Esa noche Carla no pudo dormir. Su corazón se agitaba dentro del pecho como un conejillo asustado y sus ojos se mantenían fijos en la luna. No paraba de darle vueltas a aquel asunto. Si cerca de ella se encontraba una de aquellas figuras malditas, no tenía ni la menor idea de donde podía estar. Intentaba ordenar sus pensamientos pero su razón le decía que aquello era sólo un cuento; un cuento para niños, o aún peor, un juego para locos. Como podía depender de unas simples figuras el orden mundial. En que cabeza cabría pensar que su poder fuese tan ilimitado que se produjesen asesinatos y todo tipo de tropelías. Barajando todas estas hipótesis, al fin le sobrevino el sueño, ya de madrugada.
Manuel recibió el alta esa tarde, a pesar del altercado que había protagonizado hacía un mes. El cuadro médico no se lo tuvo en cuenta. Los había convencido con un buen comportamiento durante aquel tiempo. Ya eran demasiados años, en aquel lugar, del que entraba y salía a su antojo. Todos sabían que era el más cuerdo en aquel centro, y a pesar del hincapié que se hizo en su caso, nunca lograron averigüar que llevaba a aquel hombre tan culto y educado , a ingresarse voluntariamente en el psiquiátrico. Supusieron que un desengaño amoroso lo había llevado a aquel estado. Nunca sabrían lo lejos que estaban de la verdad.
Recogió sus cosas y acabó de meterlas en aquella mochila de cuero que llevaba acompañándole tanto tiempo. Ajada por el uso, las esquinas se habían ido deshilachando, dejando entrever parte de su contenido. Se la puso al hombro y tras cruzar la entrada, tomó el mismo camino empedrado que Carla había recorrido durante su salida. Debía de darse prisa si quería llegar a La Seu D´Urgell antes de que anocheciese.
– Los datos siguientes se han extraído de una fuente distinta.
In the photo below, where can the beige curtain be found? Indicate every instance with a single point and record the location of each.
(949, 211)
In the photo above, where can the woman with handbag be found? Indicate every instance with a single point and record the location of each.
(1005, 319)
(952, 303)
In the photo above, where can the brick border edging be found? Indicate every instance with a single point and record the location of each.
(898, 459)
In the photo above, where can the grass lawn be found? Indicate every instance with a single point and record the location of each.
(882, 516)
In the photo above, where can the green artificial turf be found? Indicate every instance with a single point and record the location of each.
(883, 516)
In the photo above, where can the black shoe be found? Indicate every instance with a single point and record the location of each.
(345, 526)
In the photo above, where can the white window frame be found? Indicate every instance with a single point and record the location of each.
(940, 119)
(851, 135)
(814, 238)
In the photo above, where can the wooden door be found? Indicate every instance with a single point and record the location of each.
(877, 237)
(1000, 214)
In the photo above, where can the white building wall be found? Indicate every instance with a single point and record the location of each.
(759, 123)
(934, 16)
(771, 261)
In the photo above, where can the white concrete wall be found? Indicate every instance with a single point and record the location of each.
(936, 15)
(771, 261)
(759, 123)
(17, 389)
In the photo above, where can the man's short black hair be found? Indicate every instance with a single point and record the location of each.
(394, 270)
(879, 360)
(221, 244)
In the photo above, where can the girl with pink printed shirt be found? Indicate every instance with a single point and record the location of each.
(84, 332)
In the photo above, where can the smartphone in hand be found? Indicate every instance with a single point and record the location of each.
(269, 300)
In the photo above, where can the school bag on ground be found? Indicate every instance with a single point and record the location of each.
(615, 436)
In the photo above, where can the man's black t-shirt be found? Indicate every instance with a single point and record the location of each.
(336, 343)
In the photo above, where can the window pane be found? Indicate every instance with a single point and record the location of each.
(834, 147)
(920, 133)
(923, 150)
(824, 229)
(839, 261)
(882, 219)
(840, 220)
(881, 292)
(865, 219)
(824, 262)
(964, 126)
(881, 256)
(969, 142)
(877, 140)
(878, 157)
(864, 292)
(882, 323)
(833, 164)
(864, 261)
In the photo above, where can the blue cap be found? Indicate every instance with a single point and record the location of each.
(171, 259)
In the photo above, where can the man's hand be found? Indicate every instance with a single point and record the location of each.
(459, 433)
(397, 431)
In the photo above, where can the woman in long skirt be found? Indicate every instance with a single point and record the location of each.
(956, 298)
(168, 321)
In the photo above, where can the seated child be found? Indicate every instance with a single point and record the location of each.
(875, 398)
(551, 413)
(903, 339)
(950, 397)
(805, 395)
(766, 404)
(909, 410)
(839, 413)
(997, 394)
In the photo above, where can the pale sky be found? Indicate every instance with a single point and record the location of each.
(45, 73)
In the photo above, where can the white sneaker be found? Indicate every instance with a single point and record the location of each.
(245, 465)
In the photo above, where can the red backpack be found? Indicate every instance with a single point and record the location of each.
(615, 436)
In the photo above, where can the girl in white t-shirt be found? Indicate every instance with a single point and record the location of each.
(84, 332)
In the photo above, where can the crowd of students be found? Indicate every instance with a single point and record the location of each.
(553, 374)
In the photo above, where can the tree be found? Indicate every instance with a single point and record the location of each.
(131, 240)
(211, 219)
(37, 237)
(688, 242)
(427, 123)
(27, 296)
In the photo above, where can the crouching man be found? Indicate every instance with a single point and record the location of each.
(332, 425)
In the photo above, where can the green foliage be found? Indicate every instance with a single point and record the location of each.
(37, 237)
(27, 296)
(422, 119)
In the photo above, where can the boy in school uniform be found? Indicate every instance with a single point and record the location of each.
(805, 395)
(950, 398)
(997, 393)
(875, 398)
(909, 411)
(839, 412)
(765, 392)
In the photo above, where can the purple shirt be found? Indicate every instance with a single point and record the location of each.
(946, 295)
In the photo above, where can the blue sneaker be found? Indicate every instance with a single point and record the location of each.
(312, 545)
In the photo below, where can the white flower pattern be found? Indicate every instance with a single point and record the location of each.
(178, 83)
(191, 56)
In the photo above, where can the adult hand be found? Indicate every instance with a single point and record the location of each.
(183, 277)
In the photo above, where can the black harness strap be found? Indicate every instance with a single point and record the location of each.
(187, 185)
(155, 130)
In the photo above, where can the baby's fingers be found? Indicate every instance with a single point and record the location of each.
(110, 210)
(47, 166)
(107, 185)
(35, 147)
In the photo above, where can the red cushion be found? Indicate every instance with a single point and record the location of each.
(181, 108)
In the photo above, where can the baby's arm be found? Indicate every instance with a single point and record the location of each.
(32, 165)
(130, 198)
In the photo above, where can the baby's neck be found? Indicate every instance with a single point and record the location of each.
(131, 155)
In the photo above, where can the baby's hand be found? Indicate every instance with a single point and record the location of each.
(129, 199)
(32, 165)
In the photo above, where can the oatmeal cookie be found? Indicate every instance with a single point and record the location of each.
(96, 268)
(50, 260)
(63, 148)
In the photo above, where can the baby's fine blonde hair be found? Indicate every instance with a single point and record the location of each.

En el horizonte, una fina línea roja enmarcaba los bordes de la montaña. Aún era de noche y las estrellas seguían adornando la bóveda celeste, pero Matías sabía que debía apurar aquel breve tiempo, antes de que el sol apareciese e inundase el pueblo con toda su luz. Bajó al sótano, se calzó las botas de trekking y sacudió el polvo de su grueso anorak. A toda prisa cruzó la plaza del pueblo y cuando se creyó seguro abandonó el camino para internarse en el bosque. Hacía demasiado tiempo que no subía a la montaña, pero el tiempo transcurrido no había sido suficiente para hacerle olvidar aquel sendero. El camino estaba intransitable, la maleza se alzaba por encima de su cabeza y en algunos tramos se entrelazaba formando un túnel natural. Tras media hora, un claro se abrió en el bosque. Unos matorrales ocultaban parcialmente la entrada de la cueva. Al entrar Matías se agachó, y durante un buen trecho recorrió aquel angosto tramo, reptando. Olía a humedad; como esos viejos armarios que llevan años sin ser abiertos. El agua se deslizaba serpenteante por las piedras, y enseguida, el anciano notó como sus ropas se iban encharcando, dificultando a cada paso que daba, sus torpes movimientos. Se estaba haciendo viejo, quizá no había sido consciente de ello hasta ese preciso momento. Al cabo de unos metros, la gruta se fue ensanchando paulatinamente, propiciando que Matías avanzase con más facilidad. Tras diez minutos, ante sus ojos se descubrió aquella maravilla de la naturaleza. Y como veinte años atrás sintió el mismo cosquilleo recorriendo su cuerpo. Ante él, el muro de piedra natural se mantenía impertérrito, con sus curvas lisas, talladas por el agua que se filtraba del exterior, y que gota a gota se había ido posando en su seno formando aquel lago de aguas cristalinas. Se desprendió del anorak de las botas y se sumergió en el agua. En unos segundos dio con lo que andaba buscando: un bote cilíndrico de un metro de largo y unos veinte centímetros de diámetro, que seguía intacto a pesar de los años. Lo abrió despacio y con suma delicadeza vació su contenido sobre un pequeño montículo que permanecía seco. Allí estaba el paño que llevaba tatuado en su piel el secreto más buscado del mundo. Ni siquiera la sábana de Turín era capaz de ensombrecer el ansia que despertaba en todo el mundo este pedazo de tela.